After 15+ years in this business, I have heard a number of stories about practices and tactics used by recruiters that are questionable. My advice; find a staffing firm that has been in business for 10 years or more, and does not charge candidates for placement but rather the employer. This will give you a sense of security that the firm has relationships within the business community and will be your partner for the long haul.

Meeting with a Recruiter

The Accountants Confidence Index

Most people are familiar with economic indicators. They are pieces of economic data, usually of macroeconomic scale, that are used by investors to interpret current or future investment possibilities and judge the overall health of our economy. Economic indicators can potentially be anything the investor chooses, but specific pieces of data released by government and non-profit organizations have become widely followed.

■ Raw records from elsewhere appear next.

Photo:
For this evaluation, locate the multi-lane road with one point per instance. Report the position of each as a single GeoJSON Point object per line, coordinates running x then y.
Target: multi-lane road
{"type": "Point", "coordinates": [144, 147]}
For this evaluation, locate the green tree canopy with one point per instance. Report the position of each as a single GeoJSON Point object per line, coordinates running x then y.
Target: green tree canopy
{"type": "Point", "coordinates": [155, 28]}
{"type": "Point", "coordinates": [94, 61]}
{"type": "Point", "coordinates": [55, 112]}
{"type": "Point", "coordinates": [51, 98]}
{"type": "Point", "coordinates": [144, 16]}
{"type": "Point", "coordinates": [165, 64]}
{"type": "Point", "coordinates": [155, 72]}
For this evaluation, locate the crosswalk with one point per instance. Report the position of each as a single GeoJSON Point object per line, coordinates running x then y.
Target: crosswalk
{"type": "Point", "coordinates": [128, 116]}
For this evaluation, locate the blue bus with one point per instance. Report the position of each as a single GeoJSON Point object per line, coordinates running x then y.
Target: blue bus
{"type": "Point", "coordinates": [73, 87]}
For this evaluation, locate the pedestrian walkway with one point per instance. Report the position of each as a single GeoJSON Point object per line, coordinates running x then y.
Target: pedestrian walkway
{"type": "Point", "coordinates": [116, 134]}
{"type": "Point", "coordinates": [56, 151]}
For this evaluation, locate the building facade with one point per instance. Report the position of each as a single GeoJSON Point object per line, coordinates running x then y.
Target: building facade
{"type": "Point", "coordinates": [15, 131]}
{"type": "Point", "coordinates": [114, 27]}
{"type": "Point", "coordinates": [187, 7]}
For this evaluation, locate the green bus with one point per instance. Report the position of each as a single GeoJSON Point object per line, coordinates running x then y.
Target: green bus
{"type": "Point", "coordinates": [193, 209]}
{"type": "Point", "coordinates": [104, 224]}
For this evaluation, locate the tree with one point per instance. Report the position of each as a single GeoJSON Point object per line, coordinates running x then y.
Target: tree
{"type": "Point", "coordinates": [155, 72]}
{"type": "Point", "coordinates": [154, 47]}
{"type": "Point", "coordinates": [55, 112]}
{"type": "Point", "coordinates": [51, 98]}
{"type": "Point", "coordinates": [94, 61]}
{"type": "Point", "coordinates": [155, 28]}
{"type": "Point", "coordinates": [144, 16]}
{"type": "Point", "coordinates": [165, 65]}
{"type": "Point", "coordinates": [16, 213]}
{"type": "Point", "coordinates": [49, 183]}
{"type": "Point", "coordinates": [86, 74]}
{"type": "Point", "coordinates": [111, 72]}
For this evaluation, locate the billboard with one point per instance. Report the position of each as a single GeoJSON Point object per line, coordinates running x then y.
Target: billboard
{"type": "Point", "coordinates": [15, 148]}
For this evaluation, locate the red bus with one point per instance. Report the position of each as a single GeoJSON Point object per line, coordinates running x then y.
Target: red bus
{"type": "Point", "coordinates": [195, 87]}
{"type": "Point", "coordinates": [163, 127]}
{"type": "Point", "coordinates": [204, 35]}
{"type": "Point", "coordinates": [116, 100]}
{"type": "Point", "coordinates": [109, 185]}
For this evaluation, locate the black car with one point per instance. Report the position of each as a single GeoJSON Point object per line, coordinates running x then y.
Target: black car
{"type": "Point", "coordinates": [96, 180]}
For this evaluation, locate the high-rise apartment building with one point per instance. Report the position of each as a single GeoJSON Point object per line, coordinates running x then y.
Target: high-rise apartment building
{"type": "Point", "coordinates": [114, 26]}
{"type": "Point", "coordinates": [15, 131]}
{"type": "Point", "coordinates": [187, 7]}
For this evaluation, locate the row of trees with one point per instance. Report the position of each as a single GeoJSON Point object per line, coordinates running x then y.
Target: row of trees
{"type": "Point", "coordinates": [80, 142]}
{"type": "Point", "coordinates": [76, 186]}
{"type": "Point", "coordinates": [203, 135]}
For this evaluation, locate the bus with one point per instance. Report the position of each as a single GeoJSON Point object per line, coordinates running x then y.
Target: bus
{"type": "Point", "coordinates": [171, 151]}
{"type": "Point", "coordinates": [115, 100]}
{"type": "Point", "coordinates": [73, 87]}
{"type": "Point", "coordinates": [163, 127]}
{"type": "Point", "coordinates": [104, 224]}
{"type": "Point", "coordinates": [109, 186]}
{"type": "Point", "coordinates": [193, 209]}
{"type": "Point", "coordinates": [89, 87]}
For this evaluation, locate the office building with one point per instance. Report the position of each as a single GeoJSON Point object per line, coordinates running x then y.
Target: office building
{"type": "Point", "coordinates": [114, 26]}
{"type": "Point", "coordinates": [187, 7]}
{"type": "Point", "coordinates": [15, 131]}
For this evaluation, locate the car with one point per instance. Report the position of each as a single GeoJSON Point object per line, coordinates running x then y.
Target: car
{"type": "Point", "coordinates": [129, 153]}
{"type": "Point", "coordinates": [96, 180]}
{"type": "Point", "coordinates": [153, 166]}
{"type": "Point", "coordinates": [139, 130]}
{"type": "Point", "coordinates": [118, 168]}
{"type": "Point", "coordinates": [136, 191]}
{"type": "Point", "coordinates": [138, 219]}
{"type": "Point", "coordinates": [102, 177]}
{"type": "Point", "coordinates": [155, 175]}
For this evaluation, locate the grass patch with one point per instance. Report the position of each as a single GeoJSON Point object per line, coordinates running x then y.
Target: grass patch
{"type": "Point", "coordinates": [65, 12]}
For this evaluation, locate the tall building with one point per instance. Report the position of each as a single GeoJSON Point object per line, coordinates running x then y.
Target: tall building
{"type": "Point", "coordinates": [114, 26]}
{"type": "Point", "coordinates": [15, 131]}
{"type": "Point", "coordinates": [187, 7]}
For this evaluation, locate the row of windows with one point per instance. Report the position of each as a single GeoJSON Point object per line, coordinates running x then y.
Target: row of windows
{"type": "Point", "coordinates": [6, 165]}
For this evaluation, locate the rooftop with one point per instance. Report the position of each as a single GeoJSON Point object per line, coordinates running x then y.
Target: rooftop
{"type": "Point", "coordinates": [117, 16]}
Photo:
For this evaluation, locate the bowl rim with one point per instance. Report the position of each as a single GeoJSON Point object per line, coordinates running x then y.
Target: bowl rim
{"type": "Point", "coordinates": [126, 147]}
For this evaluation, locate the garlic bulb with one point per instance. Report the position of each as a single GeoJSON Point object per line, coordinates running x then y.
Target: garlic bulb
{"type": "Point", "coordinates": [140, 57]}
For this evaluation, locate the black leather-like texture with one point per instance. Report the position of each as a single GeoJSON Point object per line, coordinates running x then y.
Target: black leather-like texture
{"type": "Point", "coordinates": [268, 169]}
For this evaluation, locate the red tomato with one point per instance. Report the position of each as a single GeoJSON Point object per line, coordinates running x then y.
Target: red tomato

An economic indicator is only useful if one interprets it correctly. History has shown strong correlations between economic growth (as measured by GDP) and corporate profit growth. Indicators give us signs along the road, but the best investors will utilize many economic indicators, looking for patterns and verifications within different sets of data.

Commonly used economic indicators include the 12 monthly and quarterly Principal Federal Economic Indicators released by the U.S. Census Bureau and the Bureau of Economic Analysis (BEA). These include GDP, Manufacturing and Trade: Inventories and Sales, Monthly Wholesale Trade and New Residential Construction. However, you might not be familiar with some of the non-profit economic indicators, specifically the Accountants Confidence Index.

The Accountants Confidence Index, ACI, published by Accounting Today in partnership with ADP, is a monthly economic indicator that leverages the insight of accountants into the strength and prospects of businesses in the U.S.

The ACI is created from a monthly poll of the Accounting Today Executive Research Council, an online community of more than one thousand tax and accounting professionals, who are asked to provide their short-term and mid-term estimates of the growth prospects of their own firms, their small, midsized and large business clients, and of the U.S. economy as a whole.

The latest Index, released on February 27, 2014, remained positive but uncertain, with a slight boost in the short-term expectations of growth, but a slight decrease in the mid-term expectations. In other words, no immediate change expected.

There were few major moves among the index components; among them were jumps of around two points for both the short- and the mid-term expectations for large businesses -- though they were still contractionary for the immediate future.

For those of us in the accounting and finance world, the ACI is an interesting data point. It provides a view of overall growth and stability from our colleagues as opposed to a federal agency. While no one can predict the future, I do follow the ACI and suggest that you do as well.